The company expects to have 55.4 million shares outstanding following the offering. Its stock (NASDAQ:DNDN) rose 77 cents Tuesday to close at $14.
Provenge, the company's most advanced product, is a therapeutic vaccine designed to treat prostate cancer. Data from the first Phase III placebo-controlled trial showed a significant clinical benefit in delaying time to disease progression and delaying the onset of disease-related pain in men with androgen-independent prostate cancer (AIPC) whose cancer had a Gleason score of 7 or less. The medical community believes that Gleason scores, the measure of the aggressiveness of a patient's tumor, of 7 or less suggest a better prognosis.
Earlier this month, Dendreon released data showing that patients receiving Provenge had an 89 percent overall increase in survival time as compared to placebo. The company is working to confirm that data in a second Phase III trial, which is enrolling 275 men at more than 60 centers in the U.S.

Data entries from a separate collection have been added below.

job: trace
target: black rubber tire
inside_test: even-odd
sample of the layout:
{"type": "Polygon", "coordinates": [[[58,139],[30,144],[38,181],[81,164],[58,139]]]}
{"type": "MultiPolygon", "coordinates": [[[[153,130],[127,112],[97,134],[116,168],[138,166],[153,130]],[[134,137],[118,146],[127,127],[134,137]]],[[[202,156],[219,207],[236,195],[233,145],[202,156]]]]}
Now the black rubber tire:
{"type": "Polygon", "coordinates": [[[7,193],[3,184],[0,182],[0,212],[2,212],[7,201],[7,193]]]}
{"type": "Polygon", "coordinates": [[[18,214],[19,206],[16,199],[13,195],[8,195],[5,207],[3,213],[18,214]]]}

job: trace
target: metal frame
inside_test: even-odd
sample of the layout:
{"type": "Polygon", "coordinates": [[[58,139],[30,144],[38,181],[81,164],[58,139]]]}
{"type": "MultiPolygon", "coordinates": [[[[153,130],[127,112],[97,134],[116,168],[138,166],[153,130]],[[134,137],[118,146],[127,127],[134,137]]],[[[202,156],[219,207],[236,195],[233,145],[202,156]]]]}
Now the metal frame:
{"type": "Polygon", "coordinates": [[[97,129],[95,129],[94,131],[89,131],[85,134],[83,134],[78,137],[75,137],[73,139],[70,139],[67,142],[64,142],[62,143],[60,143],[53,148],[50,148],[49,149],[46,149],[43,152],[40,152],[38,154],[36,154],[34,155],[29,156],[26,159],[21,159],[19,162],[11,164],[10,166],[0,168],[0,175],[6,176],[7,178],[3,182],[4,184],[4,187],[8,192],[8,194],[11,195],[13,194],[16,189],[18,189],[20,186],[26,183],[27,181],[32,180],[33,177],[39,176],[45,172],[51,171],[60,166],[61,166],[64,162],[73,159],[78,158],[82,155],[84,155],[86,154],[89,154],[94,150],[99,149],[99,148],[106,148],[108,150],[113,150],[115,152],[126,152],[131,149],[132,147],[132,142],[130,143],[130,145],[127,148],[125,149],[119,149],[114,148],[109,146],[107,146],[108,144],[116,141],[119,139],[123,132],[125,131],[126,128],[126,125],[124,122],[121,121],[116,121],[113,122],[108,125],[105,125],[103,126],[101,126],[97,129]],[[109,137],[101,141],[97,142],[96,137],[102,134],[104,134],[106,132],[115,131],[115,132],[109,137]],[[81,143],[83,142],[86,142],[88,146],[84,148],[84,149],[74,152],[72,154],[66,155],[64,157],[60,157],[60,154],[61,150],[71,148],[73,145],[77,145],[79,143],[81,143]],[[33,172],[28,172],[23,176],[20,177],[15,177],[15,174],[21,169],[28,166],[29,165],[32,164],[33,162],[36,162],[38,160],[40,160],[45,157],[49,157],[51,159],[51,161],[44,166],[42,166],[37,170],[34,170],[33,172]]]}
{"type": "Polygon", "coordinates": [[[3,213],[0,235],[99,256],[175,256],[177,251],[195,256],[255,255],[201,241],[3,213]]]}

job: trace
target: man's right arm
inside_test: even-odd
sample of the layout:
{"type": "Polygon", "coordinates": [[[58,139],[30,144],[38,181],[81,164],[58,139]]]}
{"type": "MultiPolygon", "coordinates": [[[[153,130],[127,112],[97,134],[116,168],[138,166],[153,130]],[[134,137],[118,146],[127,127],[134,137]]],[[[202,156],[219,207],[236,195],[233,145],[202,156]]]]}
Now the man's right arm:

The FDA has granted Provenge fast-track designation, and Dendreon owns worldwide commercial rights. The company reacquired commercial rights in Asia last November when Tokyo-based Kirin Brewery Co. Ltd. returned them, giving Dendreon the opportunity to pursue a global partner and prepare to file a biologics license application in 2005. (See BioWorld Today, Nov. 17, 2003.)
Prostate cancer is the most common solid-tumor malignancy in men in the U.S., with more than 1 million men currently diagnosed. AIPC is an advanced stage of prostate cancer in which the tumor growth is no longer regulated by the male hormone androgen. Provenge, which is composed of a recombinant version of prostatic acid phosphatase (PAP) and antigen-presenting cells from a patient's blood, is designed to stimulate the immune system to recognize and kill prostate cancer cells. PAP is found in about 95 percent of all prostate cancers.
Aside from Provenge, Dendreon is studying APC8024 in a Phase I trial to treat HER-2/neu overexpressing breast, ovarian and colon cancers. In the preclinical setting, the company is studying the Trp-p8 pathway, monoclonal antibodies targeting HLA-DR and serine proteases, and prodrug product candidates to treat cancer.
Dendreon's offering is the second biotech public offering this year. NeoPharm Inc., of Lake Forest, Ill., raised $68.4 million last week. (See BioWorld Today, Jan. 23, 2004.)